Richard Fry rfry at adams.net
Wed Jan 16 09:00:57 CST 2008


>...a true long wire is a single wire, end fed against ground, unbalanced, 
>non-resonant, and directional along the general direction of the wire. 
>Less than about 1 wavelength, is not a "long wire" at all, but just a 
>random end fed.

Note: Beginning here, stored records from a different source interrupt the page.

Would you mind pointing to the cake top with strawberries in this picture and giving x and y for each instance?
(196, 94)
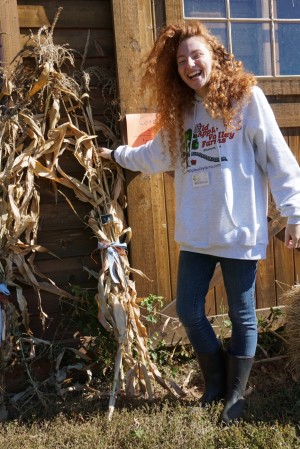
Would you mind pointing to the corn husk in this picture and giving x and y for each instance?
(292, 327)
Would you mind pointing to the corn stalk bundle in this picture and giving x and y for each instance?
(292, 311)
(45, 113)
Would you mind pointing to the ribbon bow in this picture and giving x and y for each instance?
(113, 250)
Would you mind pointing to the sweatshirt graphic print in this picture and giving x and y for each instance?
(222, 187)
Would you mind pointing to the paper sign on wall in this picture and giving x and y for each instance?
(140, 128)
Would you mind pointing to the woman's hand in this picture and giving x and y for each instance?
(292, 236)
(105, 153)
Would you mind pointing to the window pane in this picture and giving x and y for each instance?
(208, 8)
(288, 38)
(219, 30)
(287, 9)
(251, 44)
(249, 8)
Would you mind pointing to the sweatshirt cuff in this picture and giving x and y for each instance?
(294, 220)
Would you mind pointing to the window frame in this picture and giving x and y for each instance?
(272, 21)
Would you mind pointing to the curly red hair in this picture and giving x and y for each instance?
(228, 89)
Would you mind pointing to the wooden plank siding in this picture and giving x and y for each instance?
(122, 32)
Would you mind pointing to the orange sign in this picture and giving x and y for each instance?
(140, 128)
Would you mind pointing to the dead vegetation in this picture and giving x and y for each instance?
(44, 113)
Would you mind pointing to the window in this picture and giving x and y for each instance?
(264, 34)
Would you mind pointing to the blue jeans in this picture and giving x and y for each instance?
(195, 271)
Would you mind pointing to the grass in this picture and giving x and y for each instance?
(271, 422)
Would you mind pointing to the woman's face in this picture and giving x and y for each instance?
(194, 62)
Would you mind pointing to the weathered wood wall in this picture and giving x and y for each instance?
(127, 28)
(151, 199)
(60, 230)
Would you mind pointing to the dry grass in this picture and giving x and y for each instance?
(271, 422)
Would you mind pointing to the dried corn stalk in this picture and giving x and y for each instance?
(33, 137)
(292, 314)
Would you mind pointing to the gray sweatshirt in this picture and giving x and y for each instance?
(222, 188)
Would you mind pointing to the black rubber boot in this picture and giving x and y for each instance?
(213, 368)
(238, 371)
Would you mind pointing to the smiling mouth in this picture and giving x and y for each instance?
(194, 74)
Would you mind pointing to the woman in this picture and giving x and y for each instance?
(217, 132)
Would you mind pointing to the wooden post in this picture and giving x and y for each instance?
(9, 33)
(134, 26)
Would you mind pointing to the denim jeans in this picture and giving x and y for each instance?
(195, 271)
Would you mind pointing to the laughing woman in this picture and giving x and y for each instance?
(218, 134)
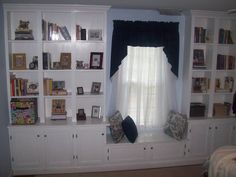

If the wire is fairly long, but shorter than required to 
>radiate all of the energy in one trip down its length...
___________

But the total r-f energy applied is not radiated as a function of the 
length of an unterminated radiator, so that, if the radiator is long 
enough, all that r-f will be radiated.  Instead, energy will propagate down 
the horizontal section of an end-fed long wire, and just as with a monopole 
it will be reflected back to the source while setting up E/I nulls and 
loops along the wire.  An end-fed long wire is a "standing wave" antenna, 
not a "traveling wave" antenna.

The link below leads to NEC plots of the total radiation patterns of a 
long-wire comprised of a 50 meter vertical section end-feeding a 1200 meter 
(4-wavelength) horizontal section on 1 MHz.

Note in the plots that the radiation pattern is omnidirectional in the 
horizontal plane.  It has many lobes in the vertical plane -- all of which, 
for these conditions, have more peak gain than in the horizontal plane (a 
taller vertical section tends to equalize them).

Also note in this model that the peak gain in the horizontal plane is >5 dB 
worse than that of a 1/4-wave monopole using a 2 ohm r-f ground.